# 3 basic approaches in Bag of Words which are better than Word Embeddings

[3 basic approaches in Bag of Words which are better than Word Embeddings](https://towardsdatascience.com/3-basic-approaches-in-bag-of-words-which-are-better-than-word-embeddings-c2cbc7398016)

3 basic approaches in Bag of Word which are better than Word Embedding

Nowadays, every one is talking about Word (or Character, Sentence, Document) Embeddings. Is Bag of Words still worth using? Should we apply embedding in any scenario?
After reading this article, you will know:
- Why people say that Word Embedding is the silver bullet?
- When does Bag of Words win over Word Embeddings?
- 3 basic approaches in Bag of Words
- How can we build Bag of Words in a few line?
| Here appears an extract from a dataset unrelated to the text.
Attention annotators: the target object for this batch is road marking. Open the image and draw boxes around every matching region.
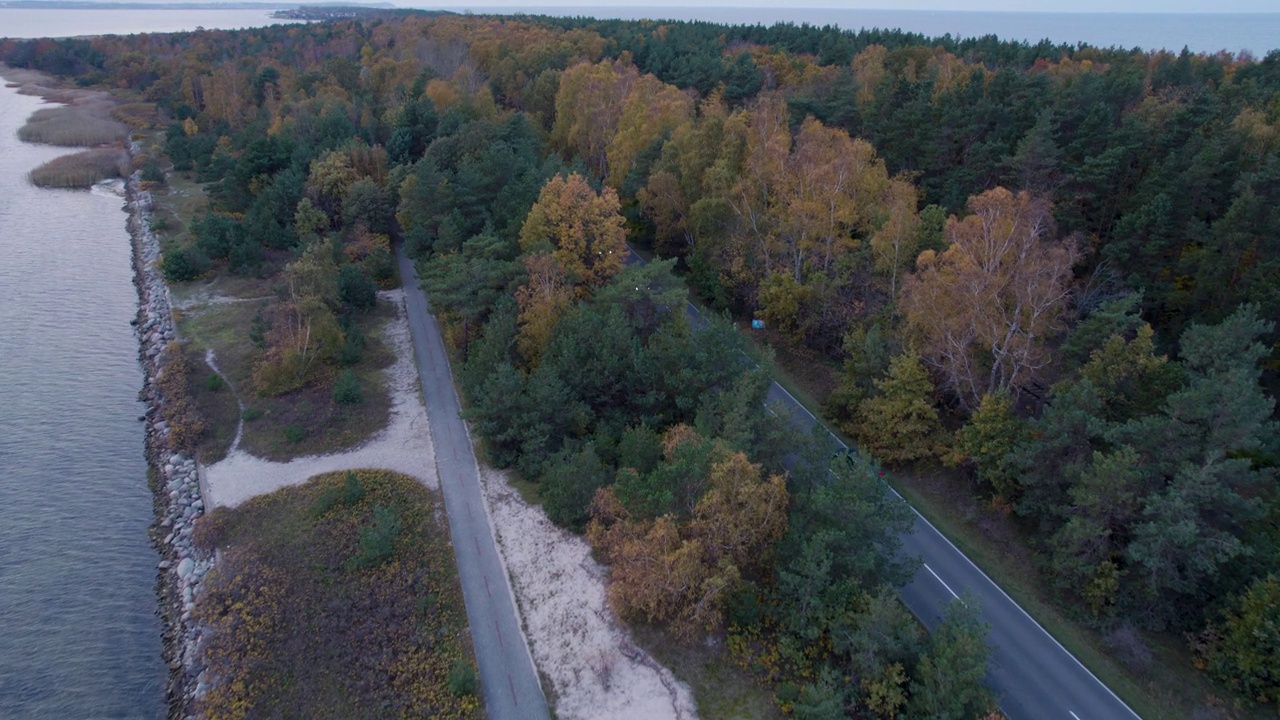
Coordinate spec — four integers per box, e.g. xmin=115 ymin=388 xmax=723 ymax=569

# Why somebody say that Word Embeddings are the silver bullet?
In the-state-of-art of the NLP field, Embedding is the success way to resolve text related problem and outperform Bag of Words (BoW). Indeed, BoW introduced limitations large feature dimension, sparse representation etc. For word embedding, you may check out my previous post. 

Should we still use BoW? We may better use BoW in some scenarios.

# When does Bag of Words win over Word Embeddings?
You may still consider to use BoW rather than Word Embedding in the following situations:
- Building an baseline model. By using scikit-learn, there is just a few lines of code to build model. Later on, can using Deep Learning to bit it.
- If your dataset is small and context is domain specific, BoW may work better than Word Embedding. Context is very domain specific which means that you cannot find corresponding Vector from pre-trained word embedding models (GloVe, fastText etc).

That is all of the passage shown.